No lo oculto, ni creo que pudiera. Soy de puro, copa y partida de mus con amigotes. Cuando hablo a un grupo no uso nunca eso de todos y todas, y, en general, cuando me tratan de marcar como machista, no trato de hacer demostraciones de sensibilidad para buscar la homologación de los certificadores de buenas conductas. Me repele el tufo del falso converso y me resisto a que me arrastren a debates donde sólo puedo hacer el ridículo.

Aclarado esto, quiero hacer una pregunta a los hombres. O más bien, quisiera que esta pregunta se la hicieran las lectoras de estas páginas a esos hombres que en general ni leen ni les interesa lo que aquí se escribe.

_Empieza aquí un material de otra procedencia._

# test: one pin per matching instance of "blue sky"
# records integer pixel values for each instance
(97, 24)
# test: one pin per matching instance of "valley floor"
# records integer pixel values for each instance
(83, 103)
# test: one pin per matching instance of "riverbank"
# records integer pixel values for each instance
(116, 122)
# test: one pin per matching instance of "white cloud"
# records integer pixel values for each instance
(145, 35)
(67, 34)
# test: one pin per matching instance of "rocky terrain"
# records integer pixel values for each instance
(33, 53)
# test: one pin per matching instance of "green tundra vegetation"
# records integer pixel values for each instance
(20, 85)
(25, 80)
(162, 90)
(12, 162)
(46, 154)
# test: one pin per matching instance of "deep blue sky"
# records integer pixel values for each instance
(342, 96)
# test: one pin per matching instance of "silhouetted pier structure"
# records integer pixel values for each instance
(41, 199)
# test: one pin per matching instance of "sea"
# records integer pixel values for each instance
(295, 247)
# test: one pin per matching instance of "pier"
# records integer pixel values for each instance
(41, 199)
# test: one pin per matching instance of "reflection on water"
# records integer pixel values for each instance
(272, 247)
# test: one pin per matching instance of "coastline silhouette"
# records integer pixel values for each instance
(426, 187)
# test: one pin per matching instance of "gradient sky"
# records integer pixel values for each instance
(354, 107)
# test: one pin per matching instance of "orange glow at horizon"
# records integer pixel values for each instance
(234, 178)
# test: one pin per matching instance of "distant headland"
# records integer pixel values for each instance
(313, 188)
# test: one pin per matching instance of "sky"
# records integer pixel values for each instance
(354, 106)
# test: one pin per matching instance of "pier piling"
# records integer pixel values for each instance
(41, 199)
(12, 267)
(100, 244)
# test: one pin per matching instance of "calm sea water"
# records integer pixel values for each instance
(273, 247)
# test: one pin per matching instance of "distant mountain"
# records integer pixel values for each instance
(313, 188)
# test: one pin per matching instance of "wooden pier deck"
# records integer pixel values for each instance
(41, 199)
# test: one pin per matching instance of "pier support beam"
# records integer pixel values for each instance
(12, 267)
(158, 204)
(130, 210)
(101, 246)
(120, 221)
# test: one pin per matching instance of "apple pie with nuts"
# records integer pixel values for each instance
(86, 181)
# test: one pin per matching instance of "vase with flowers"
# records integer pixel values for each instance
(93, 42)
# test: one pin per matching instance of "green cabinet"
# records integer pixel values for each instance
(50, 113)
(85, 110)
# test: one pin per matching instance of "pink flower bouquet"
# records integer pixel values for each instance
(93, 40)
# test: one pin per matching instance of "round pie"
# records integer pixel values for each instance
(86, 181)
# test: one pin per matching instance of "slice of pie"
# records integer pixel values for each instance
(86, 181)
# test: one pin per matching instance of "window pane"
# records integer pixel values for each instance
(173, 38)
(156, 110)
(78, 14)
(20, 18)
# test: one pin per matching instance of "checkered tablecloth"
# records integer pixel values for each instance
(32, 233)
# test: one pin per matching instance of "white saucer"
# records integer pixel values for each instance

Pregúnteles dónde se esconden los hombres cuando hacemos clubes de lectura, presentaciones de libros, talleres de escritura, presentaciones de novelas o residencias creativas.

Constato cada vez más la incomparecencia de mis congéneres en los encuentros entre personas ávidas de desentrañar una novela o un poema, de abrirse a una discusión sobre los temas con que los libros nos interpelan, que al final siempre son los mismos y acaso los únicos que realmente importan: el amor, el desamor, la muerte, el deseo, la paternidad, la familia, el sacrificio, la derrota, la venganza, el perdón y el sentimiento de pertenencia.

Lo vengo discutiendo estos años con amigos escritores, tanto hombres como mujeres, y todos coincidimos en lo mismo: a los hombres cada vez se les ve menos en estas cosas. No nos queda claro el por qué de esta absoluta falta de interés, como si la literatura fuera eso que de pequeños calificábamos de manera despectiva como juegos de niñas.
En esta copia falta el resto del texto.